In the living room, he pulled on his gloves, images of his son and daughter and their spouses and children watching him from the mantel. Both were married, raising their families in California. He usually saw them at Thanksgiving, when they inevitably started the argument that was becoming all too familiar since his wife’s death, the one about how he should retire, sell the house, and join them on the West Coast. With Mom gone, did he really need the big house? At his age, did he really need the Chicago winters?

At his age. As if, having reached 60, there was nothing left for him to do except wait for death. And the hell of it was, since Marie left him, there were days he found he couldn’t think of anything better to do.

Enough.

Enough, enough, enough.


His car was parked at the bottom of the stairs in the driveway that circled the front of the house, looping around a fountain—off for the winter—like a doughnut around a hole. Malcolm drove a red Corvette. It was hard on his knees and a four-wheeled cliché for a man of his age, but he couldn’t help himself. He loved that car.

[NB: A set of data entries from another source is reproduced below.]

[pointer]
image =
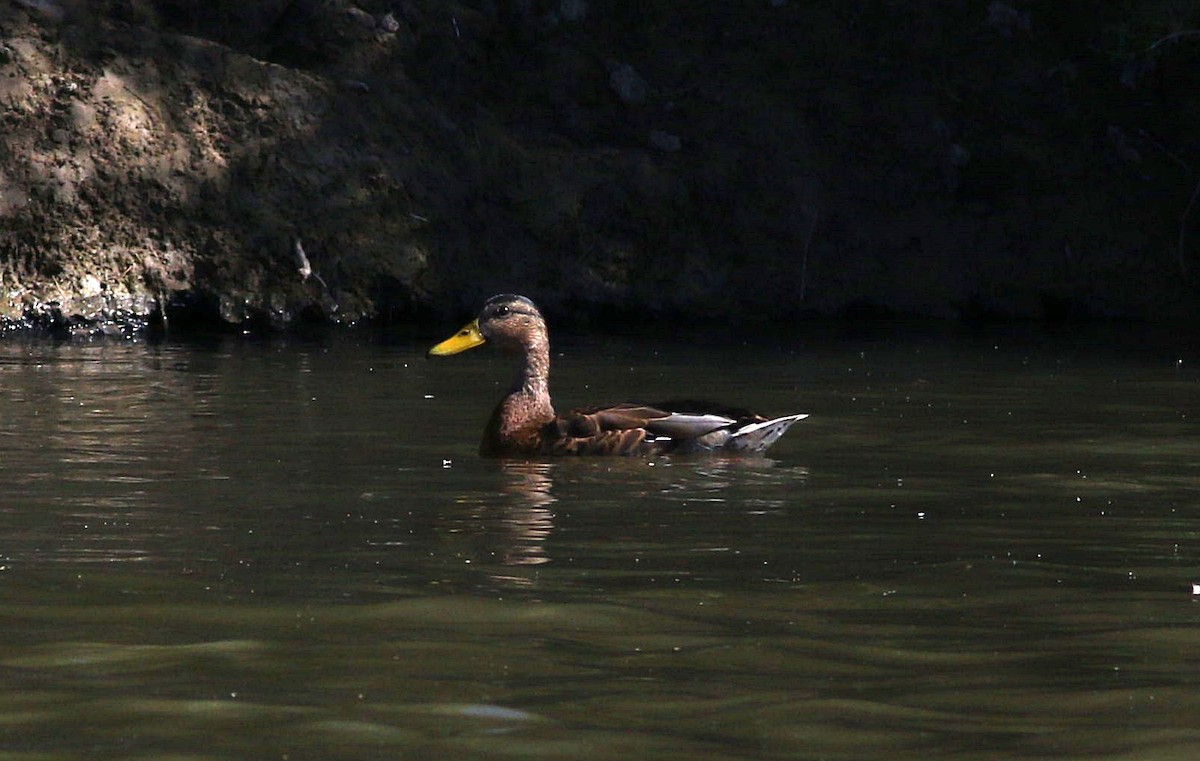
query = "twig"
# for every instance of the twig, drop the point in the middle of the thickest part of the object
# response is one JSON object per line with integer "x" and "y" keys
{"x": 804, "y": 256}
{"x": 1183, "y": 229}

He lowered himself into it now, wincing a bit as Uncle Arthur—his mother’s name for arthritis, once upon a time—took a hammer to his bones. As always, he was compensated for his suffering when the car started with a deep, satisfying roar and he eased it around the circle, down the drive, and to the street. At the mailbox, he stopped and lowered his window to pluck out the day’s paper.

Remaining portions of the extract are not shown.